CMOSとは何か?特徴と動作原理
CMOSとは?
CMOSは「nMOSFETとpMOSFETを組み合わせた回路構造」です。
CMOSの回路方式は省電力で高速動作が可能という特徴を持つことから、現代の半導体デバイスの基本構造になっています。
CMOSは「Complementary Metal Oxide Semiconductor」の略で、日本語では「相補型金属酸化膜半導体」と呼ばれます。
CMOSは半導体デバイスの名前ではなく、あくまでもpMOSとnMOSを組み合わせた回路のことを指します。
CMOSの回路構造
CMOSの構造を、最も基本的な「インバーター回路」を例として説明します。
インバーター回路とは、0を入力すると1、1を入力すると0を出力する回路のことです。
回路の基本構造は以下の通りです。
- nMOSとpMOSのゲートが接続⇒入力(Vin)として使用
- nMOSとpMOSのドレインが接続⇒出力(Vout)として使用
- nMOSのソースは接地に接続
- pMOSのソースは電源(VDD)に接続
nMOSとpMOSを組み合わせたシンプルな構造ですが
- 入力:Vin=1 ⇒ 出力:Vout=0V
- 入力:Vin=0 ⇒ 出力:Vout=1
となるインバーター回路として機能します。
加えて、nMMOSとpMOSの特性を相補的に利用することで、低消費電力を達成可能です。
CMOSの動作原理
CMOSインバーターでは、入力電圧に応じnMOS・pMOSのどちらか一方が必ずOFFとなることで、低消費電力を達成しています。

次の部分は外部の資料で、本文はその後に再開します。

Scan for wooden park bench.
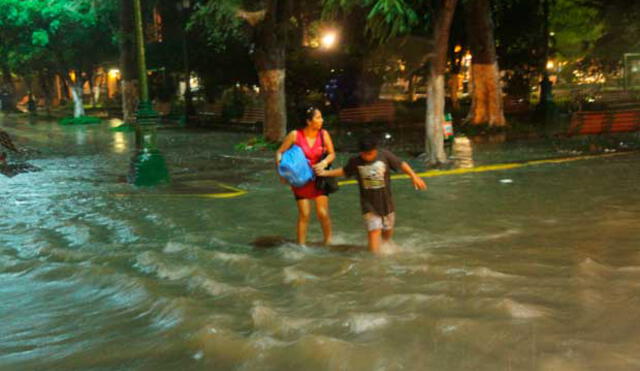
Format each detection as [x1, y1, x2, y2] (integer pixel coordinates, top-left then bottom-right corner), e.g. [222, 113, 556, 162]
[567, 109, 640, 136]
[338, 100, 396, 124]
[231, 105, 264, 125]
[591, 90, 640, 110]
[503, 96, 530, 114]
[193, 103, 263, 133]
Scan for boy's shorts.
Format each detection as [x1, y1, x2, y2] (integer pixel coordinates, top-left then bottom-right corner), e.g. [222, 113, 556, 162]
[363, 212, 395, 232]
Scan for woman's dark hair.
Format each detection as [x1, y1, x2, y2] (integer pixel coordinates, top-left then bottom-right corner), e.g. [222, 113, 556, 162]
[304, 106, 319, 122]
[358, 134, 378, 152]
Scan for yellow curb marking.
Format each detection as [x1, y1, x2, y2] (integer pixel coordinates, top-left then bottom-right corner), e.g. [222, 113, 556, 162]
[114, 151, 637, 197]
[337, 150, 639, 186]
[113, 181, 248, 199]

簡略化のため、電源電圧を1V、接地を0Vとして動作原理を説明します。
- Vin=0Vの場合
- Vin=1Vの場合
pMOSFETのソースドレイン間に負の電圧が印加⇒pMOSFETがON
nMOSFETのゲートに電圧は印可されない⇒nMOSFETがOFF
VoutはpMOSを通って電源と接続⇒1Vが出力
nMOSFETのソースドレイン間に正の電圧が印加⇒nMOSFETがON
pMOSFETのゲートには電圧は印可されない⇒pMOSFETがOFF
VoutはnMOSを通ってアースと接続⇒0Vが出力
CMOSインバーター回路では常にnMOSFETまたはpMOSFETがOFF状態のため、電源電圧VDDからアースが接続されることはありません。
1/0の状態維持に電力を必要としないため、CMOSは低消費電力です。
CMOSの特徴
消費電力が小さい
CMOSではスイッチング時しか電流が流れないため、低消費電力です。
トランジスタは非常に小さな素子ですが、LSI(大規模集積回路)の中には1000万個以上もトランジスタが集積されたものもあります。

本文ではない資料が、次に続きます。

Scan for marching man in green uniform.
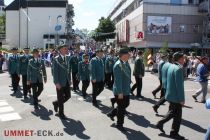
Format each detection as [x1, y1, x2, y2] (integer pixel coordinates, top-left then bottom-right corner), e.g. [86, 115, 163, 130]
[152, 53, 168, 99]
[8, 48, 20, 94]
[27, 49, 47, 110]
[20, 47, 33, 99]
[156, 52, 185, 139]
[107, 47, 131, 131]
[78, 54, 90, 99]
[90, 48, 104, 107]
[70, 50, 80, 92]
[52, 45, 71, 119]
[153, 54, 173, 113]
[131, 51, 145, 98]
[105, 49, 116, 89]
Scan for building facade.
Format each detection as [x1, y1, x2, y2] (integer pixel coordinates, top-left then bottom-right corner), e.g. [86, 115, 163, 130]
[5, 0, 73, 49]
[109, 0, 209, 50]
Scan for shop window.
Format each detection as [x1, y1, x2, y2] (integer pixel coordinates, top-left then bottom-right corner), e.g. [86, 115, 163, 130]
[180, 25, 186, 32]
[193, 25, 199, 33]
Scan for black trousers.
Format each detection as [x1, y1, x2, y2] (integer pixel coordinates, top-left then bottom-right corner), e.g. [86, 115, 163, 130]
[0, 61, 2, 71]
[105, 73, 109, 86]
[22, 75, 31, 97]
[106, 72, 114, 89]
[109, 95, 130, 126]
[11, 73, 19, 92]
[152, 79, 164, 98]
[31, 81, 43, 107]
[54, 82, 71, 114]
[154, 88, 166, 108]
[82, 80, 90, 96]
[157, 102, 182, 134]
[92, 81, 104, 104]
[131, 76, 142, 96]
[72, 72, 80, 90]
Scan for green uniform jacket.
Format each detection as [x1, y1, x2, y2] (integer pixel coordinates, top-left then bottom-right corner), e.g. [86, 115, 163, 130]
[52, 55, 71, 87]
[70, 55, 79, 73]
[19, 55, 33, 75]
[165, 63, 185, 103]
[113, 60, 131, 95]
[105, 56, 116, 74]
[161, 62, 171, 90]
[78, 61, 90, 81]
[158, 60, 165, 80]
[90, 57, 104, 82]
[133, 57, 145, 77]
[8, 55, 20, 75]
[27, 58, 47, 84]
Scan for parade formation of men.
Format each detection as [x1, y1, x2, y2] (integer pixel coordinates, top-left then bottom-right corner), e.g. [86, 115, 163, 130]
[5, 44, 210, 139]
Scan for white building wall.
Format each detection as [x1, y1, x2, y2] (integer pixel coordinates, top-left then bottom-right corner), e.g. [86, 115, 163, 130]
[20, 8, 28, 48]
[6, 11, 19, 48]
[110, 0, 135, 20]
[28, 7, 66, 48]
[143, 4, 201, 15]
[6, 7, 66, 49]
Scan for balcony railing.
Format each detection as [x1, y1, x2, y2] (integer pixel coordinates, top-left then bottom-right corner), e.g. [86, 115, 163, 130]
[198, 0, 208, 13]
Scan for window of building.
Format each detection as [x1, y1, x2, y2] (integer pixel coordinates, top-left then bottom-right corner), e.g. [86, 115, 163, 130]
[193, 25, 199, 33]
[180, 25, 186, 32]
[188, 0, 193, 4]
[171, 0, 182, 5]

トランジスタが増えると消費電力が大きくなるだけでなく、発熱も大きくなります。発熱は半導体デバイスにおいて誤作動(熱暴走)の原因になるため問題です。低消費電力なCMOSはLSIに適した回路構造です。
微細化が可能
MOSFETの動作速度および集積度は「スケーリング則」に従ってMOSFETを微細化すると向上します。
CMOSを構成するMOSFETのサイズを1/kにすると、動作速度はk倍、単位面積当たりのMOSFET数はk2になります。
微細化を進めることでCMOSの動作速度は高速化し、集積度も向上するのです。
CMOSの実用例
インバーター
コンピュータは1と0の演算を行うことでデータを処理しています。論理回路には様々なものがありますが、最も基本であるNOTゲート(インバーター)にはCMOS回路が使用されています。
CMOSはパソコンのCPU等、LSIに必ず使われています。
イメージセンサー
CMOSはカメラの目であるイメージセンサーに使用されています。消費電力が小さく高速動作が可能であることから、スマホやデジカメなどに搭載されています。